Never had this issue before. I checked my media basket and the floss was at ~20% filled up so it was still good with water flow. 

Any ideas on what to check/test? I thought maybe the pump overheated because of the more effort needed to pump the water in from the clogged up pre-filter. Right now I used a garlic mesh bag to put the basket media in and soaking it inside the 10gal right now. Thankfully I have the trusty and hard to fail DIY sponge filter which I turned up the air on to compensate for the downed power filter.

Thakns in advance.


----------



## AquaNeko (Jul 26, 2009)

WTF!? It automagically came back alive when I was not there. I was just going to check on the plant condition as I dosed 1mL in there today and the AC20 was running. 

I took the media pack out of the water and into a tray then turned the AC20 off. I took the media basket and put it into the AC20 and plugged it into the power plug and bam the unit was alive again. 

Odd... I was thinking it could have been the over heating due to the clogged prefilter that heated up the motor and probably kicked in a thermo protection circuit and a set time delay/temp before the circuit would open the motor to work again. I was using a scrub pad to keep the AC20 semi level with the 10gal as I was told the leveling tab or something was missing when I got the tank.
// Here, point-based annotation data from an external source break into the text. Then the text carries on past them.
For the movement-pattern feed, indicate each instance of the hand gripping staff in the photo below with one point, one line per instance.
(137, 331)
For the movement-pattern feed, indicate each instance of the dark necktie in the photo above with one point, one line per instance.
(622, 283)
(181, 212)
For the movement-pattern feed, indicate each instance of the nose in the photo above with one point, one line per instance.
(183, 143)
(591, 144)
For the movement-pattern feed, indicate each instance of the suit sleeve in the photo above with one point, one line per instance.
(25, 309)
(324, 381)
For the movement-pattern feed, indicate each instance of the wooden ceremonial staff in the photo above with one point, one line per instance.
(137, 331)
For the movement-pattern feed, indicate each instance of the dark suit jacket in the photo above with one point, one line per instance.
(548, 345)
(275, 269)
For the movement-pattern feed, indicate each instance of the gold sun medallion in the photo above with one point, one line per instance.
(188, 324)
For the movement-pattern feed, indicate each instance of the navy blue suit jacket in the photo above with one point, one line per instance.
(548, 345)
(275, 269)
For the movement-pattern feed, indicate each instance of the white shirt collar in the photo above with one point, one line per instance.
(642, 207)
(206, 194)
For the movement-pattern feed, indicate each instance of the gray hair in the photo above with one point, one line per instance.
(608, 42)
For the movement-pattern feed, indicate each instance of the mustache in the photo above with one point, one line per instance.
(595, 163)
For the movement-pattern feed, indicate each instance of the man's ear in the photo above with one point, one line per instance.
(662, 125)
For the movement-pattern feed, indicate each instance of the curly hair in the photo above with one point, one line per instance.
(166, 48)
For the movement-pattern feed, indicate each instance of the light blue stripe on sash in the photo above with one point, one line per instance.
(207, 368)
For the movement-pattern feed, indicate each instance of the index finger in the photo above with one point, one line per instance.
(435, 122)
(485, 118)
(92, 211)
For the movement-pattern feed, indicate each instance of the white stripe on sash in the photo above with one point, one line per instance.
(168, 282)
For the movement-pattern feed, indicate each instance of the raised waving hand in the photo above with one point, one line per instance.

I'll be keeping the ad in the buy and sell for a week just to make sure this is ok first then move it to the expired if this works.


----------



## crxmaniac (Nov 19, 2008)

it's possible a little piece of something got clogged in the actual impeller. Next time its being cleaned or stops working take the intake off, pull the basket and pull up the little grey cover and pull the impeller out and give it a good clean.


----------



## gucci17 (Oct 11, 2007)

I've got one that needs to be jump started each time. Kind of annoying but it works. All you have to do is get a skinny screw driver and tap the impellar to get it going. Try it next time.


----------



## kaegunim (Jan 15, 2010)

gucci17 said:


> I've got one that needs to be jump started each time. Kind of annoying but it works. All you have to do is get a skinny screw driver and tap the impellar to get it going. Try it next time.


+1

It has only happed once (due to gunk buildup admittedly) but flicking the impeller will get it going.


----------



## AquaNeko (Jul 26, 2009)

Hmm.. jsut curious but what solution can I run the AC20 in stand alone that will eventually kill off all the gunk in there? Obviously I'll be taking out the media when I do this to preserve the cultures in there. I was thinking probably a small bucket with bleach and run it for a week but want some feedback on that idea.


----------



## Riceburner (Mar 14, 2008)

use a cotton swab and wipe the inside of the chamber and a toothbrush to clean the impeller. Rinse.


----------